Bay of Fires Lodge Return
Bay of Fires Lodge Walk
The Hike - After such an exceptional day of hiking the day before, it was going to be hard to top that experience on Day Three. Again I woke up early for the sunrise but with little cloud cover around it was a nice, if not a bit undramatic viewing. With no one else really up and the hot water still boiling away (therefore no coffee brewing yet) I returned to the room and warmed myself up under the blankets. We had a bit of a later start to the day but all up we would be covering 14km on both kayak and foot. I thought my GPS would map out the two separate sections and be fine but apparently for it to reconcile it drew a big line to connect the end of the first bit of walking with the start of the kayaking, hence the 21km total showing on the map. The call out for breakfast rang around the lodge thanks to Jessie's impersonation of Joel's effort the previous morning and soon we were all gathered in the dining area for a lovely breakfast of mushroom, eggs and asparagus on toast with fresh coffee.

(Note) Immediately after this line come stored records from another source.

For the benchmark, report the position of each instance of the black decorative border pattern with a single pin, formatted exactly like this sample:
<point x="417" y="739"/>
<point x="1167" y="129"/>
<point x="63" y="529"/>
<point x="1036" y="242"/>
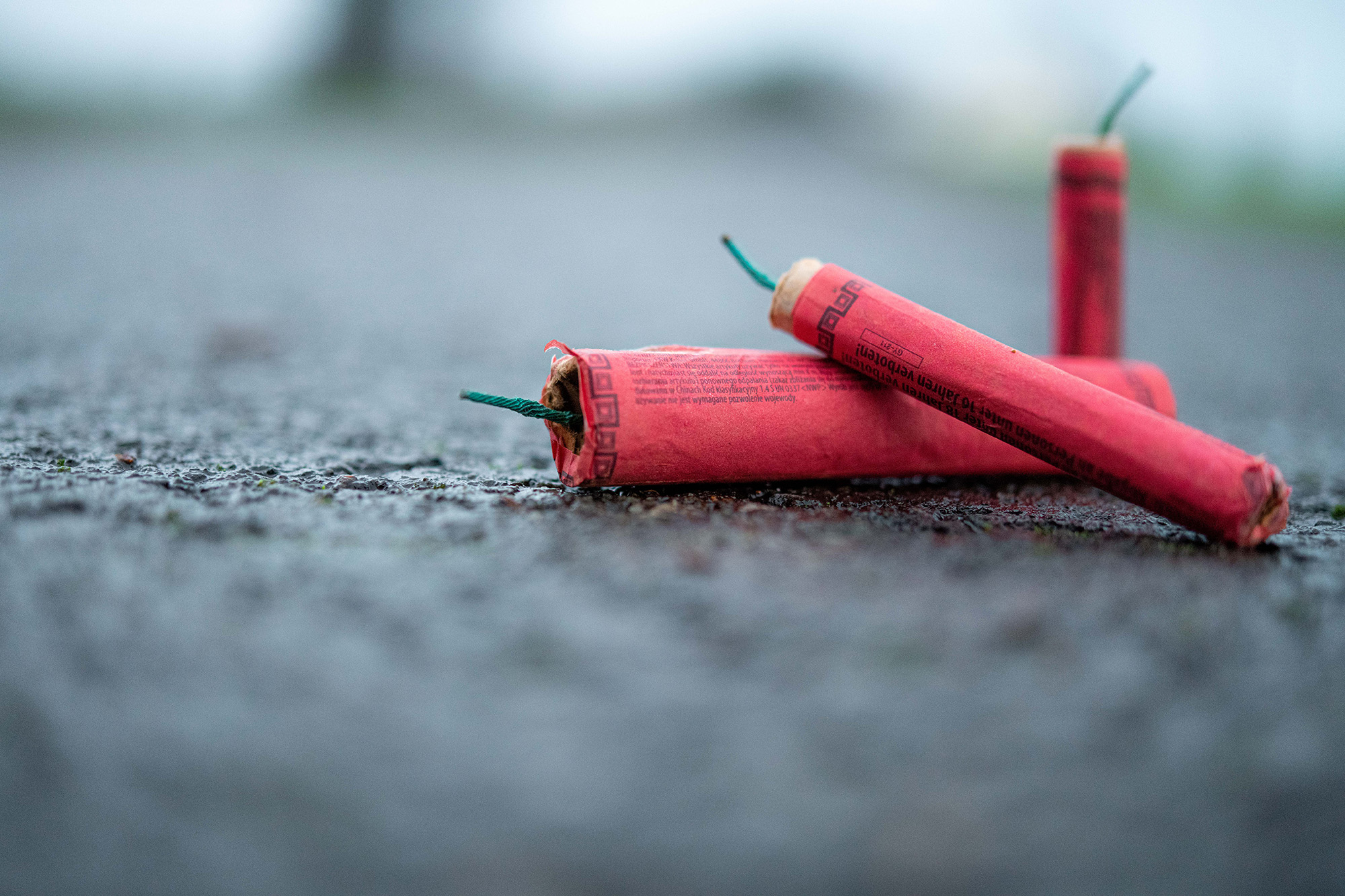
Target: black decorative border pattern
<point x="847" y="296"/>
<point x="607" y="415"/>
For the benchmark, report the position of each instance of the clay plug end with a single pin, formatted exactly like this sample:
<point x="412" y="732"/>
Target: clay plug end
<point x="789" y="290"/>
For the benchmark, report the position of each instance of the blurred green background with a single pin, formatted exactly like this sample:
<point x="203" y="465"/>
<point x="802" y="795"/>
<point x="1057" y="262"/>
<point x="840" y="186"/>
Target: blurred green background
<point x="1243" y="124"/>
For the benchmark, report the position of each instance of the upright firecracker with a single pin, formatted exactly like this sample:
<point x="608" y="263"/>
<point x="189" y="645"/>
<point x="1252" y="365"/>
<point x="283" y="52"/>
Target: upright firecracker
<point x="1089" y="227"/>
<point x="1089" y="216"/>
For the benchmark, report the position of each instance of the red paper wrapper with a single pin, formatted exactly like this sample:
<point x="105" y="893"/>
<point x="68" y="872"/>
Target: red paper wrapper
<point x="673" y="413"/>
<point x="1100" y="436"/>
<point x="1089" y="214"/>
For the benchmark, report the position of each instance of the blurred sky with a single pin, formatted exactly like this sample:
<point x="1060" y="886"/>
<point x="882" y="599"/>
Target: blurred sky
<point x="1235" y="77"/>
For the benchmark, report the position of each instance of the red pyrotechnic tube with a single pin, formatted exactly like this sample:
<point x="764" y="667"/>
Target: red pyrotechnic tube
<point x="1089" y="224"/>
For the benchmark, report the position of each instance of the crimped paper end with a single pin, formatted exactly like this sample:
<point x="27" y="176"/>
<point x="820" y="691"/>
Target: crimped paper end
<point x="789" y="290"/>
<point x="1273" y="510"/>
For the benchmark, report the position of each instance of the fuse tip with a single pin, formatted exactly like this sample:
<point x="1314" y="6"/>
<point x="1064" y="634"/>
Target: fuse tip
<point x="747" y="266"/>
<point x="1128" y="91"/>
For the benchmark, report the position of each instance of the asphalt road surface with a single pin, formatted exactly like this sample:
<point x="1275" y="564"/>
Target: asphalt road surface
<point x="338" y="631"/>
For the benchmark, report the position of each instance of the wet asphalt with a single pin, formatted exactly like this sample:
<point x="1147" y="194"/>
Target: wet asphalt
<point x="337" y="631"/>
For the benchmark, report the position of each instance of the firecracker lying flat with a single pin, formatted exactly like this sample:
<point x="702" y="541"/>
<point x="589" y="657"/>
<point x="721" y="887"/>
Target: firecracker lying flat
<point x="681" y="415"/>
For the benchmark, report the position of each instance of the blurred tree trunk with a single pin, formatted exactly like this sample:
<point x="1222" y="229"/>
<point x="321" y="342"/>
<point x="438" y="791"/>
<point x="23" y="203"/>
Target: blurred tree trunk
<point x="364" y="49"/>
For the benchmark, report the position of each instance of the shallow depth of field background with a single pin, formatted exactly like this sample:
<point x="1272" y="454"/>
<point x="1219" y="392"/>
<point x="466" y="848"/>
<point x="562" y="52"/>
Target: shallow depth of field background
<point x="338" y="631"/>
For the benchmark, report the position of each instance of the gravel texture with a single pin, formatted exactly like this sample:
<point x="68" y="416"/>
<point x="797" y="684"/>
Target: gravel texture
<point x="337" y="631"/>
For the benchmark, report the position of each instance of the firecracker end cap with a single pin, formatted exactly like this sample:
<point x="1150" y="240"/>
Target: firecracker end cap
<point x="789" y="290"/>
<point x="1265" y="481"/>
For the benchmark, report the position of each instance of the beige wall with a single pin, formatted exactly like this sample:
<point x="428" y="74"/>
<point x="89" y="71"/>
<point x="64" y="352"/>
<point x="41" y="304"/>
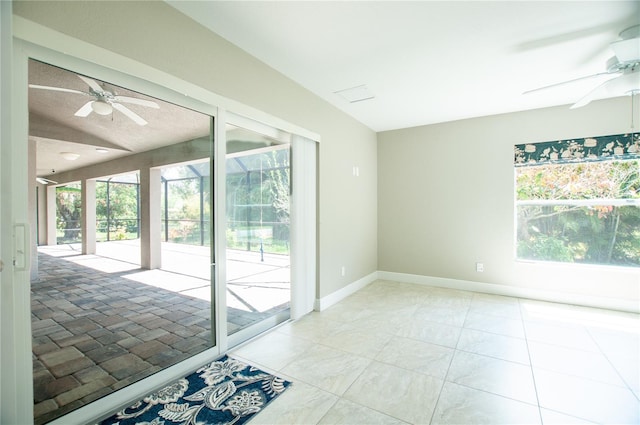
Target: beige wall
<point x="446" y="200"/>
<point x="157" y="35"/>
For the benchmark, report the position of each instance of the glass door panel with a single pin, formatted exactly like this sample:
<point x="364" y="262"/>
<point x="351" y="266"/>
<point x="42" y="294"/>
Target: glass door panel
<point x="258" y="261"/>
<point x="123" y="284"/>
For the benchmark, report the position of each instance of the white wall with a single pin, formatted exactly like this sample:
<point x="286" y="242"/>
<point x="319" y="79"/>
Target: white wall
<point x="158" y="36"/>
<point x="446" y="201"/>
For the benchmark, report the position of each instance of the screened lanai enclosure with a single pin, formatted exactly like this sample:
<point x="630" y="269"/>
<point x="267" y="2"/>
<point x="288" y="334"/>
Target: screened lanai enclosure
<point x="257" y="205"/>
<point x="129" y="277"/>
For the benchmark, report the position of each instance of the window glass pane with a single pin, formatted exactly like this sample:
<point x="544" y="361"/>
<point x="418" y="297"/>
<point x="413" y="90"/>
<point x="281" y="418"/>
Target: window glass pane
<point x="579" y="213"/>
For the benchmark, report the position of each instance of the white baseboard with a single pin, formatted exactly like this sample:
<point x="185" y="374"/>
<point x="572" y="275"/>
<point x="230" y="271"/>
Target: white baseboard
<point x="515" y="291"/>
<point x="326" y="302"/>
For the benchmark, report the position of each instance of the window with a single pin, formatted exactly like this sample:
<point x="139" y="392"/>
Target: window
<point x="578" y="201"/>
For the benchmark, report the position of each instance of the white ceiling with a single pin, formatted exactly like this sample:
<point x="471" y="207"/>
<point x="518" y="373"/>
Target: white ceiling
<point x="426" y="61"/>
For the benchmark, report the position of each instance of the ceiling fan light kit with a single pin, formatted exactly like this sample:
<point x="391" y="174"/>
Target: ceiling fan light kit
<point x="104" y="101"/>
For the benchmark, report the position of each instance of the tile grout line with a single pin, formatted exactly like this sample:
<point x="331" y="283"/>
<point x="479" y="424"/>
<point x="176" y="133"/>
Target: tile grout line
<point x="533" y="375"/>
<point x="455" y="350"/>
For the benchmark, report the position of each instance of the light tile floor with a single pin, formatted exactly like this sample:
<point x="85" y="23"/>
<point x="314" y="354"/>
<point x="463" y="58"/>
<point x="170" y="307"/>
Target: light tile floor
<point x="397" y="353"/>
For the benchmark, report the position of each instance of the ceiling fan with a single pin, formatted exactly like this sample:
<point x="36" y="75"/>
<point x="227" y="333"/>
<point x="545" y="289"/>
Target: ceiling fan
<point x="104" y="101"/>
<point x="622" y="75"/>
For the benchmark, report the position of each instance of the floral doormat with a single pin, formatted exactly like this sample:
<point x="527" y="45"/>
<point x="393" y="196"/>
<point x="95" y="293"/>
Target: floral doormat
<point x="225" y="391"/>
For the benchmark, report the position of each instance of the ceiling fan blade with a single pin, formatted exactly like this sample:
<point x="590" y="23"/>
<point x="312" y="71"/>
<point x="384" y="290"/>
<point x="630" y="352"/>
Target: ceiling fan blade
<point x="128" y="112"/>
<point x="627" y="50"/>
<point x="600" y="74"/>
<point x="586" y="99"/>
<point x="136" y="101"/>
<point x="36" y="86"/>
<point x="91" y="83"/>
<point x="42" y="180"/>
<point x="85" y="110"/>
<point x="624" y="84"/>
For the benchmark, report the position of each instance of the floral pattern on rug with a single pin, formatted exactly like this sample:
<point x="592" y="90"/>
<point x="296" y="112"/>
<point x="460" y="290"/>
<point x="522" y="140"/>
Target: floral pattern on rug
<point x="225" y="391"/>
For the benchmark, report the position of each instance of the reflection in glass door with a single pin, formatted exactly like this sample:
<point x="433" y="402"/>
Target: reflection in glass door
<point x="258" y="273"/>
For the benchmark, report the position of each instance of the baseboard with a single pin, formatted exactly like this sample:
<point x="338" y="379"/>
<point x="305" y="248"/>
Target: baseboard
<point x="515" y="291"/>
<point x="326" y="302"/>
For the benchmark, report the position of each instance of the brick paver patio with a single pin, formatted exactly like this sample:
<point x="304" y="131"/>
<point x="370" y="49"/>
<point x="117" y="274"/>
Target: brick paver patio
<point x="97" y="327"/>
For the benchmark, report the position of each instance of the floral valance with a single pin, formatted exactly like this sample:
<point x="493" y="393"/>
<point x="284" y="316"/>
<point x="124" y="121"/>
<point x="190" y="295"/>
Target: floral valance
<point x="620" y="146"/>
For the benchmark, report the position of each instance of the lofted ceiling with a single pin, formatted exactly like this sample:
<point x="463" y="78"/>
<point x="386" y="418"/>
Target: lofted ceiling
<point x="425" y="62"/>
<point x="96" y="138"/>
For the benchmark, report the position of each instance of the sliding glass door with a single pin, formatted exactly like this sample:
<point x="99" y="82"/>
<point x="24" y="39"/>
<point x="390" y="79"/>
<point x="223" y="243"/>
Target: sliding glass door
<point x="257" y="231"/>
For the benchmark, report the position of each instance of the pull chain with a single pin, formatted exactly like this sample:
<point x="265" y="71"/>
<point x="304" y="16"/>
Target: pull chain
<point x="633" y="104"/>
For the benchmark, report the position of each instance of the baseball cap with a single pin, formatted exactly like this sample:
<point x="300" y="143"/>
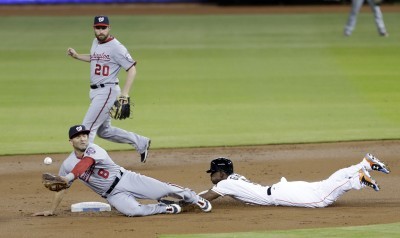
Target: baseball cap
<point x="101" y="21"/>
<point x="77" y="129"/>
<point x="221" y="163"/>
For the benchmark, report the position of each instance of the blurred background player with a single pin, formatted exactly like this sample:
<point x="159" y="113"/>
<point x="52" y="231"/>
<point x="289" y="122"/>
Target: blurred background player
<point x="107" y="56"/>
<point x="355" y="9"/>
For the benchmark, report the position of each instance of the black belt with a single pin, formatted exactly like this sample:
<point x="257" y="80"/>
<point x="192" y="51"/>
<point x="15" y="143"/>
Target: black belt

While we were enjoying our delicious breakfast there was a Paddy Melon grazing on the vegetation just outside the full length glass windows next to the dining table. They must feel very comfortable around the area as it wasn't the last one we saw for the trip. After everyone had finished breakfast and prepped for the day we were to meet in the courtyard area to begin what would be another fantastic day in the Bay of Fires. The day would be split up into three sections, a walk through the forest to catch a bus then kayaking along the Ansons River before walking back to the lodge through the dune system. There is a network of trails around the lodge that you can enjoy on the fourth day but they also serve to take you to different points on days three and four. The first section leading away from the lodge and day spa (more on that in the next day) is used a couple of times on the trip and takes you through some familiar coastal heath.
She Oaks, Banksias, ferns and grass trees line the single trail as you make your way down to one of the 4x4 access tracks. It's a pleasant start to the day and unlike most of the first two days we were all grouped up pretty tight (and in silence). When we reached the 4x4 track we all spread out with the extra room and began the stroll to where Jessie would be waiting for us with the bus. While not a big fan of 4x4 tracks, especially in stunted or coastal landscapes, this one actually turned out to be pretty good. Even in this "dry" part of Tasmania, the ferns lining the track made it feel very lush and reminded me a lot of the wetter and more mature of the Jarrah forests back home. To start with the scenery was very open and sandy but the further we got up the hill (and away from the coast), the lusher the forest became. Charlie, Tom and Lindy were part of the Tête de la Course with Caris and I the Chasse patate so I had plenty of opportunity to take photos of an empty forest and with people in shot.
After a thoroughly enjoyable forest section we saw Jessie and the bus parked up on the side of the road and waited for everyone to catch up. The drive out to the start of the kayaking felt like we were all on Survivor and had done the walk to tribal council out of camp for the cameras and then loaded onto buses for the rest of the journey (I was shattered when I found out they did that). The thin illusion of a being on a proper multi-day hike had vanished but logistically this makes the most sense as walking the entire way to the start would take up most of the day, leaving little time to enjoy the kayaking and beautiful walking to finish the day. Arriving at a functional concrete bridge that crosses the Ansons River we met Jo, the lady who would be providing the kayaks and meeting us on the other side of the bay to collect them again. Judging by the starting point, the kayak was going to be pretty spectacular with the forest towering over the winding river with clear skies and no breeze. The process from getting from bus to sitting in kayaks was a bit lengthy but we had to transfer our gear to any dry sacks we'd brought, put on our life vests and dry skirts along with getting a kayaking tutorial from Joel. Being in fairly stable two person kayaks it was unlikely we were going to capsize but it was nice that Joel went through the motions and prepared us all properly.
I chose Caris to be my kayaking partner as we'd done something similar in Broome a few years ago and she'd done quite well then (not to mention we live together with two fur babies). Hitting the water was a fun experience and I had chosen to bring along my DSLR, hoping that it wouldn't fall in the water or get too wet (I stored it in a small dry sack when not in use). When everyone was in the water we began our paddle downstream as the river meandered through the forest towards Ansons Bay. I was keen to get as many photos as I could of this part so there wasn't a big gap in this post but it was tricky to stop paddling, undo the dry sack, extract the camera and then stuff it back in without losing a lot of momentum. Consequently we drifted back from the main group but Jessie hung back with us and the main group was never too far away in the end. The kayaking was very fun and a good change of pace from the hiking of the previous two days. It was nice to interact with the water in a different way than just getting your feet wet and this was a very lovely way to see the forest from a different perspective.